Tiotropium bromide was developed by Boehringer Ingelheim in 1991 . In 2005 it received the Robert Koch Award, presented by the journal MMW-progress in medicine .

Side effects

Typical side effects derive from the anticholinergic effect. Dry mouth is common; glaucoma , indigestion and urinary retention are much less common .

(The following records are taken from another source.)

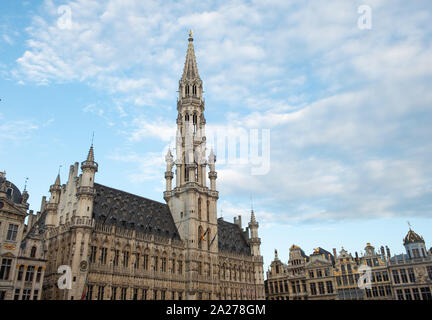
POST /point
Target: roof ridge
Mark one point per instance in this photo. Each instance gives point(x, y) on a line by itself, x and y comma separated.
point(132, 194)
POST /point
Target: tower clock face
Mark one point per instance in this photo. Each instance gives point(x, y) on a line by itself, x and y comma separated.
point(83, 265)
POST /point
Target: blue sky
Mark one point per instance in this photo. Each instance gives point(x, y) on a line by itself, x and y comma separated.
point(349, 110)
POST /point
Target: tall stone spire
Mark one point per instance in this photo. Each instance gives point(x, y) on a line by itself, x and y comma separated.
point(190, 71)
point(57, 182)
point(90, 156)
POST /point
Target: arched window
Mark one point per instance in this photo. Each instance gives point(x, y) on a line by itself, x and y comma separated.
point(209, 239)
point(195, 121)
point(186, 174)
point(9, 193)
point(33, 252)
point(199, 208)
point(200, 237)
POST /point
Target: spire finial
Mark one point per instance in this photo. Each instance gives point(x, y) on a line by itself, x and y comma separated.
point(190, 71)
point(90, 156)
point(25, 183)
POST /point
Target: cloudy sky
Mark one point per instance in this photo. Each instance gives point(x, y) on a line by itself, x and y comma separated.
point(349, 109)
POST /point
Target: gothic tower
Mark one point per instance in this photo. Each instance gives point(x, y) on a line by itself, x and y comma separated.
point(192, 204)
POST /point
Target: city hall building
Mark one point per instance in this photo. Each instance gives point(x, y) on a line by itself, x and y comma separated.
point(123, 246)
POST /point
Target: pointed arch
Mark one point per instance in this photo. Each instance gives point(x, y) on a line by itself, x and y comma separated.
point(200, 236)
point(199, 208)
point(209, 238)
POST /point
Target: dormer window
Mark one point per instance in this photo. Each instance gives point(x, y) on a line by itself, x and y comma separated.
point(9, 193)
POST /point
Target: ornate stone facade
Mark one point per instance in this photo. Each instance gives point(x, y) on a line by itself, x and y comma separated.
point(323, 276)
point(123, 246)
point(22, 257)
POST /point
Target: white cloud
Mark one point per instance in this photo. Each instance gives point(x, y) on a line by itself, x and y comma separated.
point(346, 107)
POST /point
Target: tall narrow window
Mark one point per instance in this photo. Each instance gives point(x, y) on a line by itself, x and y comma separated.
point(20, 273)
point(195, 121)
point(29, 273)
point(200, 237)
point(12, 232)
point(199, 208)
point(39, 274)
point(136, 260)
point(104, 253)
point(163, 264)
point(125, 258)
point(145, 262)
point(92, 254)
point(89, 295)
point(101, 290)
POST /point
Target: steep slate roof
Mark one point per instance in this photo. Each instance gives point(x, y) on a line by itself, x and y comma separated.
point(413, 237)
point(231, 238)
point(16, 195)
point(320, 251)
point(126, 210)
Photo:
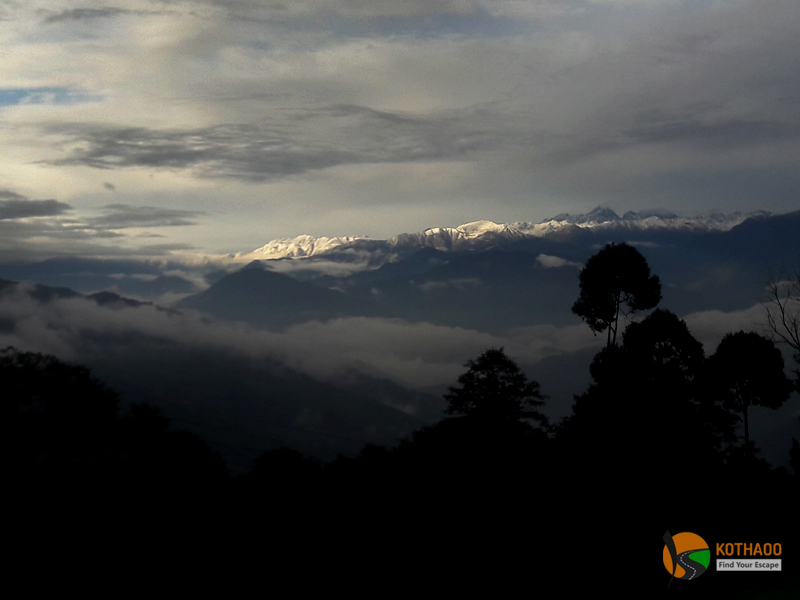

In 2008 , a meta-analysis was carried out on the basis of observations which suggest that the use of drugs containing tiotropium bromide could promote the development of heart attacks and strokes . The authors of this study concluded that the relative risk of such side effects would increase by 50%. The results of the meta-analysis were in some cases questioned by experts with reference to alleged methodological deficiencies. One week after the publication of this retrospective observation, the results were put into perspective by the largest prospective study on tiotropium to date. In the 4-year UPLIFT study (Understanding Potential Long-term Impacts on Function with Tiotropium), the primary endpoint of demonstrating a slowdown in disease progression with tiotropium was not achieved. However, with regular use of the drug there was no increased cardiovascular event. However, this study was carried out exclusively by employees of the manufacturing company; the statistical analysis was also carried out by the manufacturing company alone. A conflict of interest is therefore likely. In 2011, another meta-analysis was published that showed an increased cardiovascular mortality after inhalation via Respimat. Overdosing with this inhalation technique was suspected to be the cause of the increased mortality, as a higher concentration of active substance was achieved both in the airways and in the blood. The tolerability of the substance when inhaled using Respimat was investigated in a study published in 2013 on 17,135 patients with COPD. At the approved dosage of 5 µg daily, the Respimat showed a safety profile comparable to the HandyHaler with the same effectiveness.

Benefit assessment

The German Institute for Quality and Efficiency in Health Care (IQWiG) regards it as proven that tiotropium has an additional benefit compared to the group of long-acting β-adrenoceptor agonists , both in terms of the frequency of exacerbations and the need for hospital stays caused by exacerbations.

Trade names

Srivasso (D), Braltus (D), Spiriva (D).

Individual evidence

  1. This substance has either not yet been classified with regard to its hazardousness or a reliable and citable source has not yet been found.
  2. JC Frölich: Practical medicinal therapy. Springer, 2003, ISBN 978-3-540-01025-8 .
  3. Sonal Singh, Yoon K. Loke, Curt D. Furberg: Inhaled Anticholinergics and Risk of Major Adverse Cardiovascular Events in Patients With Chronic Obstructive Pulmonary Disease , JAMA , 2008; 300 (12): 1439-1450. doi : 10.1001 / jama.300.12.1439 .
  4. Stephen J. Senn: Overstating the evidence - double counting in meta-analysis and related problems , BMC Med Res Methodol , 2009; 9:10 , doi : 10.1186 / 1471-2288-9-10 ; PMC 2653069 (free full text).
  5. DP Tashkin, B. Celli, S. Senn, D. Burkhart, S. Kesten, S. Menjoge, M. Decramer: A 4-Year Trial of Tiotropium in Chronic Obstructive Pulmonary Disease , New Engl. J. Med. , 2008 , 359, 1543–1554, doi : 10.1056 / NEJMoa0805800 (free full text).
  6. S. Singh, YK Loke et al. a .: Mortality associated with tiotropium mist inhaler in patients with chronic obstructive pulmonary disease: systematic review and meta-analysis of randomized controlled trials , BMJ (Clinical research ed.) , Volume 342, 2011, p. d3215, PMID 21672999 . PMC 3114950 (free full text).
  7. Cardiac risks of COPD therapy with the Respimat inhaler. Archived from the original on January 18, 2013. In: aerzteblatt.de . June 15, 2011. Retrieved August 23, 2012.
  8. ^ Robert A. Wise, Antonio Anzueto, Daniel Cotton, Ronald Dahl, Theresa Devins, Bernd Disse, Daniel Dusser, Elizabeth Joseph, Sabine Kattenbeck, Michael Koenen-Bergmann, Gordon Pledger, Peter Calverley: Tiospir: Tiotropium Respimat Inhaler and the Risk of Death in COPD , New Engl. J. Med. , 2013, 369, 1491–1501, doi : 10.1056 / NEJMoa1303342 (free full text).
  9. Tiotropium has benefits for patients with COPD , August 22, 2012.
  10. apotheke-adhoc.de: Srivasso = Spiriva ≠ Braltus , accessed on November 13, 2017.